Case studies

Depression Detection: Text Augmentation for Robustness to Label Noise in Self-reports

Enhancing Depression Detection: Text Augmentation Strategies for Resilience to Label Noise in Self-Reports - SEO: Depression Detection, Text Augmentation, Label Noise, Self-Reports

Get a quote
 Case studies


Depression, a widespread mental health issue affecting individuals in both affluent and developing regions, poses significant challenges at a societal level due to its profound impact on people's daily lives and overall well-being. It can lead to severe outcomes, including self-harm and suicide. Recent technological advancements, particularly in artificial intelligence (AI) and natural language processing (NLP), offer promising solutions for assessing depression. Utilizing the Bidirectional Encoder Representations from Transformers (BERT) model. We used Reddit Self-reported Depression Diagnosis dataset, for detecting depression without requiring expert intervention. We address the issue of label noise, which significantly affects the performance of transformer-based models, by introducing two innovative data augmentation techniques: Negative Embedding and Empathy. These methods enhance the model's ability to understand context and emotions through the strategic use of pronouns and depression-related vocabulary, making our approach highly relevant for AI-driven mental health applications. Our findings show a remarkable 31% improvement in detection accuracy with Negative Embedding over traditional BERT and DistilBERT models. By integrating advanced AI algorithms with natural language insights, we demonstrate that it is possible to achieve accurate depression detection in challenging data conditions, paving the way for more accessible and efficient mental health support systems.



Team Size




Depression, a critical mental health challenge, impacts over 264 million individuals globally, manifesting through a spectrum of emotional and cognitive disturbances. Symptoms range from difficulties in concentration and decision-making to profound feelings of guilt and helplessness. In primary care settings, depression and anxiety disorders are common, yet detection rates are alarmingly low, with less than one-third of significant cases accurately identified. The COVID-19 pandemic has exacerbated this issue, leading to widespread psychological distress and sparking a public mental health crisis.

The scarcity of accessible mental healthcare services underscores the urgency of developing effective depression detection strategies to mitigate the risk of suicide and suicide attempts.

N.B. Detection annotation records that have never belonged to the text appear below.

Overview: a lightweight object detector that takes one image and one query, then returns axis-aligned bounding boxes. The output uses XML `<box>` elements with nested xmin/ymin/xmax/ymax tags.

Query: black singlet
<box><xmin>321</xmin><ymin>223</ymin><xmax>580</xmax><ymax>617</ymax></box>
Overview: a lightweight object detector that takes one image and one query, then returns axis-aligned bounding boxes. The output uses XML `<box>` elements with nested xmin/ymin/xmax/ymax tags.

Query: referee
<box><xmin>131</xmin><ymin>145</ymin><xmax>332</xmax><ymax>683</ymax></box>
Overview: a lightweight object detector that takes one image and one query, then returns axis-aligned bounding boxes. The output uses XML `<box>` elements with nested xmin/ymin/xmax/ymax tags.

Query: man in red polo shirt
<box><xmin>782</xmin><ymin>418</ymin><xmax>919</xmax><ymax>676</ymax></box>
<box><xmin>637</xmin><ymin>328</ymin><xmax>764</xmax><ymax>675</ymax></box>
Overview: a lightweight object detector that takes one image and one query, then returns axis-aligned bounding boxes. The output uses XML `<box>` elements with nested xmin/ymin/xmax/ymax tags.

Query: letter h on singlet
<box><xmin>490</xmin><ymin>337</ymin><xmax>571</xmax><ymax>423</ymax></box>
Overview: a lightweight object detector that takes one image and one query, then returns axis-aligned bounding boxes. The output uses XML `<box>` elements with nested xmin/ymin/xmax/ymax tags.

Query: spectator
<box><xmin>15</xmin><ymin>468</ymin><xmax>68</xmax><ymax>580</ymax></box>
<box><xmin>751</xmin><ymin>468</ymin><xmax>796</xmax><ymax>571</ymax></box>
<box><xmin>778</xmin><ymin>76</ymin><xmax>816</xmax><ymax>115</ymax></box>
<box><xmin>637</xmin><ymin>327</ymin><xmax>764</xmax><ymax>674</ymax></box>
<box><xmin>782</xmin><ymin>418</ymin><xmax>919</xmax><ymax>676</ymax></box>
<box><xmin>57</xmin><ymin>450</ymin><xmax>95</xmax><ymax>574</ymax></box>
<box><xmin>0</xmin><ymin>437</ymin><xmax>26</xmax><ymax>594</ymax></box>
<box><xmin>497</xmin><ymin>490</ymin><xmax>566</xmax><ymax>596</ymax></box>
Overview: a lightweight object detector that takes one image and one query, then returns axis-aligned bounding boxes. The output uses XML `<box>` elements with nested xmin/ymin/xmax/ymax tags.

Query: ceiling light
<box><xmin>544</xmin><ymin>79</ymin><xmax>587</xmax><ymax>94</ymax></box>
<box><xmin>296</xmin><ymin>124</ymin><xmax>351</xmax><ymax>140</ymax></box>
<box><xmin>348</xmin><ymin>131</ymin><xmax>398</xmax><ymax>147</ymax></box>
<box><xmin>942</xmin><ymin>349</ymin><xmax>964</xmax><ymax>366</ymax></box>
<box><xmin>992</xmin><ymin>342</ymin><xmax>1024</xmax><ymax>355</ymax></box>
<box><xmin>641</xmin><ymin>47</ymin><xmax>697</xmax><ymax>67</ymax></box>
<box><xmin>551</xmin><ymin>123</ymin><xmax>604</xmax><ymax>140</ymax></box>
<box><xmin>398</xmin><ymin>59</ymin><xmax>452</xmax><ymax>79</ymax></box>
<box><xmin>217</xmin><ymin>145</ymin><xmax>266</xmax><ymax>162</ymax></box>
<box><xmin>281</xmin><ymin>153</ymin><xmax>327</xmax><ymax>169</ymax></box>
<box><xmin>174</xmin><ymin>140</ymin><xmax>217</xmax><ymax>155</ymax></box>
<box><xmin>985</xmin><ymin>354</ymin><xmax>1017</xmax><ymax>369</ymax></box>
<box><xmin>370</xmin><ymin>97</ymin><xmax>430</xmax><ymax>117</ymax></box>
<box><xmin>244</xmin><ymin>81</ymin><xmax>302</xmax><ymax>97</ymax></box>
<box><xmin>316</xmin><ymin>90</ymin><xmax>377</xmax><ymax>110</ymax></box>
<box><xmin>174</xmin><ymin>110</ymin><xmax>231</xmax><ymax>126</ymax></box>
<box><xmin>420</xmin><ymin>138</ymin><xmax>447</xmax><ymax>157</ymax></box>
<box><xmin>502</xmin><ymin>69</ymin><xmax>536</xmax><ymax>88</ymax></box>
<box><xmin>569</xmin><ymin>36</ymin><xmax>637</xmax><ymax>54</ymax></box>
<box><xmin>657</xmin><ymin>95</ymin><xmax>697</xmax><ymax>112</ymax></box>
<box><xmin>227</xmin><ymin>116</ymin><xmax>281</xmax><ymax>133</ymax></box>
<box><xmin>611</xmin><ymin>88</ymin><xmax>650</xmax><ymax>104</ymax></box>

Early identification of depression is crucial, enabling prompt intervention and potentially saving lives, especially during the pandemic and beyond.

In today's digital era, the internet has become a vital platform for individuals to discuss their experiences, obstacles, and mental health concerns. Platforms like Reddit and Twitter offer invaluable insights into mental health states through user-generated content. Leveraging natural language processing (NLP) and machine learning (ML) technologies, our approach involves analyzing this text data to pioneer a method for the early detection of depression. By automatically classifying online posts into depressed versus non-depressed categories, we aim to enhance our understanding of depression and improve early detection rates.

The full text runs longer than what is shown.